The sport's optimists, including Sun Devils coach Greg Powers, believe Arizona State's breakthrough could be the first step toward Pac-12 pucks. USC, UCLA and Arizona have traditionally strong club programs and are rumored to consider a move similar to Arizona State's someday.
But it's not limited to the west. Murmurs have some Big Ten, Big 12 and even east coast schools mulling the notion of Division I men's hockey. The list includes Nebraska, Northwestern, Rhode Island, Buffalo, Alabama, Georgia and Georgia Tech, among others.
"I think we're still hoping Arizona State is the next domino," said Big Ten associate commissioner Jennifer Heppel, who's in charge of men's hockey. "Penn State, they did it right. They're the blueprint, the gold standard, for how to start a program and be successful. But I think we're very early in the dominoes-falling stage -- the first one's still halfway over."
Every time another falls, though, the expansion and realignment conversation will flare up again. Add one school, and conference officials would like another to even out their numbers for scheduling and postseason purposes.
But all three commissioners of conferences with a Minnesota presence told FOXSportsNorth.com that continued expansion, overall, is good for the sport. There are currently 59 Division I men's ice hockey teams, and each one added means more potential media exposure, TV revenue and -- in the case of a six-team league like the Big Ten -- conference games.
"No question, it's good," NCHC commissioner Josh Fenton said. "It's still a very niche and regionalized sport, but I think the growth of hockey in the country to the credit of USA Hockey and the National Hockey League has now pushed us into markets that people get it."

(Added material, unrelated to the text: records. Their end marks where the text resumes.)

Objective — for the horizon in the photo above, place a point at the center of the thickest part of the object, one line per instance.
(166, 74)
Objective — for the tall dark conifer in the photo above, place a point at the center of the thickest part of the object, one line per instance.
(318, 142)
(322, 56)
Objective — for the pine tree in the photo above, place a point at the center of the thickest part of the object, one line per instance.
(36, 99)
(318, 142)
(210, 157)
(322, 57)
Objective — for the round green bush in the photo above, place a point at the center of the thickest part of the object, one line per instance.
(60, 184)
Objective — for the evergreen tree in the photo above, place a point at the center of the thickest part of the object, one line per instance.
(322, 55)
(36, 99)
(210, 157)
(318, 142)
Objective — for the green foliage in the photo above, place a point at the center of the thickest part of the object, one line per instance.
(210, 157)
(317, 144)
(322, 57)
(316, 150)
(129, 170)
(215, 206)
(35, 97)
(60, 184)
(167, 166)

It doesn't happen with the speed or precision of a point wrist shot from University of Minnesota defenseman and Hobey Baker Award finalist Mike Reilly, however.
Facilities present the greatest hurdle for schools thinking about adding Division I hockey. Title IX means some institutions might have to add a second sport for women. And programs aren't guaranteed to churn out revenue the way Penn State has.

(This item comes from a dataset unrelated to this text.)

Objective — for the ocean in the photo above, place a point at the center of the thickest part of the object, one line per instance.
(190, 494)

Arizona State's relying on $32 million from a pool of private donors, and that'll only last the program 10 years before the athletic department assumes hockey's financial burden.

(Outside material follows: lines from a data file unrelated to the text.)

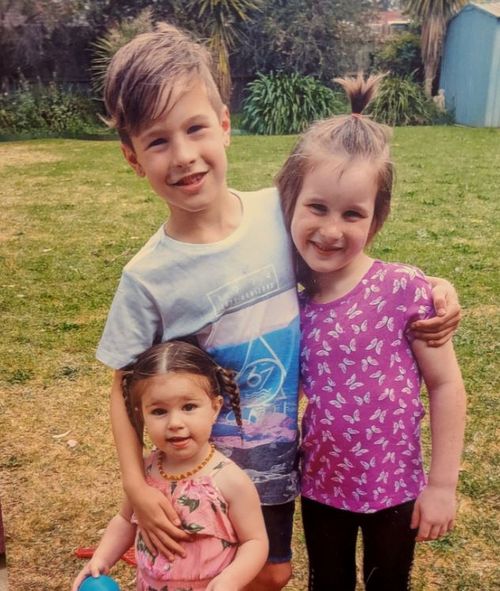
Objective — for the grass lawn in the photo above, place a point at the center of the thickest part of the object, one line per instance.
(73, 213)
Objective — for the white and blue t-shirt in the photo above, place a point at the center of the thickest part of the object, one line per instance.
(238, 297)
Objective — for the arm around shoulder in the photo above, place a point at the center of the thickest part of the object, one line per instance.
(246, 517)
(439, 329)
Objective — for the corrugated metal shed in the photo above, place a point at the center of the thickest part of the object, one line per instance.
(470, 68)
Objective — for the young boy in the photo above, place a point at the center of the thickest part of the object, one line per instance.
(218, 270)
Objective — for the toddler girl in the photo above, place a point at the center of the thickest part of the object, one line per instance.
(174, 390)
(361, 369)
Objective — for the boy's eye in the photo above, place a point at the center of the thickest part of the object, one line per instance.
(157, 142)
(351, 213)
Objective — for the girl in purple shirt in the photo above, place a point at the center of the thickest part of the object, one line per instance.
(361, 368)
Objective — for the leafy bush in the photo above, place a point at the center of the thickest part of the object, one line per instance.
(400, 101)
(46, 110)
(116, 37)
(281, 104)
(400, 54)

"As optimistic as we are and excited as we are about this project," Snee said, "there are still a lot of questions that need be answered, and they're not easily answered because they involve significant amounts of money."
Recent NCAA legislation that allows schools to provide additional athlete stipends that match "total cost of attendance" clouds the picture, too. Currently, Division I men's college hockey programs have 18 scholarships to dole out as they please, but the changes have sparked fear of a greater separation between the haves and have-nots.
The defending national champion, Union, doesn't even award athletic scholarships. All of the school's other sports compete at the Division III level.
"It's evolving," Fenton said. "I think institutions are still trying to figure it out. I would say this: Is it going to have an impact on a sport like ice hockey? I think it will. To what extent, I'm not sure yet."
So, for now, college hockey's power brokers will keep at least one eye on the ice. The WCHA Final Five starts Friday at the Xcel Energy Center -- and will be broadcast live on FOX Sports North -- and the NCHC's second Frozen Four begins the same day at the Target Center.
The Big Ten, meanwhile, began postseason play at Detroit's Joe Louis Arena on Thursday night.
Hockey's version of Selection Sunday is two days away. The Big Ten could have one or two entrants, while the WCHA and NCHC each expect at least three, depending on what happens around the rest of the country.
But change is coming again. It's just a matter of when and how.
"Do I think down the line, five years from now, the conferences will look like they do today?" said Minnesota coach Don Lucia, whose squad plays Ohio State at 4:30 p.m. on Friday and has the Big Ten's only realistic shot of an at-large NCAA bid. "If I was betting, I'd probably say no."